御歳98歳を迎えられた私たち夫婦の仲人さんに、さらなる長寿を願って「竹」の苔玉をお贈りしました。寝床に伏しがちの室内生活の中で、すっくと伸びた竹と鮮やかな苔の緑を眼にして、生き生きと輝く老人の姿に触れ、贈った私が元気を頂いたことでした。
茶人の端くれであった私の母は、初釜ということで1月初旬には多くのお茶仲間を迎えて、茶の湯を楽しんでおりました。毎年同じことの繰り返しで、「何かいいイベントがないかしら?・・」と。ちょうど椿の開花の時期だし、「茶花・椿の開花を苔玉で楽しんでみたら!」と提案、早速に樹高30センチ余の蕾付き椿苗を25種類程集めて苔玉に仕立てました。椿を愛でながらの茶席に皆様大喜び、お帰りには好みの椿の苔玉を土産としました。小さな椿の苔玉たちで華やぎ、茶人の皆様に椿の初釜を楽しんで頂いたこと、いつまでも母の語り草でした。

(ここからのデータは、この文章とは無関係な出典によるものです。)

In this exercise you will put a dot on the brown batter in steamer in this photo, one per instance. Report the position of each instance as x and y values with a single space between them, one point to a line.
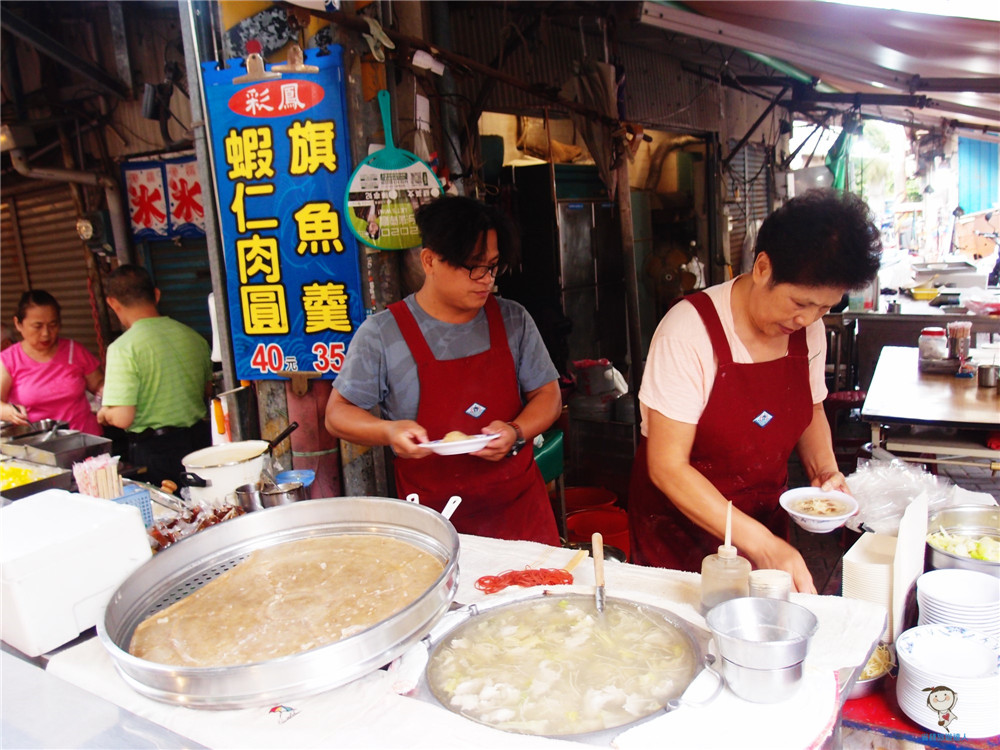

2月3日は節分会です。小さな柊の苔玉に鰯の煮干を吊るし、魔除けのお呪い。私たちの生活に密着した伝統の行事の数々、大切に守っていきたいと思います。
2月14日はバレンタインデー。愛しの彼に愛を告白するチャンスです。真っ赤なバラの花言葉は「熱烈な愛」です。この日は、真っ赤なミニチュアローズの苔玉が愛をいっぱいひろげてくれます。お幸せに!
ハナモモの苔玉
私には二人の娘がいます。
3月3日は桃の節句ということで、二人のために「ハナモモ」の苔玉を床の間に飾り付けました。樹高60センチ程度、下草にヤブランをあしらいました。幼い娘たちはさして喜ぶ様子もなく、雛あられやらケーキに夢中、喜んでいたのは妻と私の外野席でした。二人の娘たちとの、懐かしい思い出です。
5月は「母の日」。最近では感謝の気持ちを込めてアジサイの花を贈ることが多くなりました。山アジサイの可憐な花は苔玉にピッタリ、お母様へ贈って下さい。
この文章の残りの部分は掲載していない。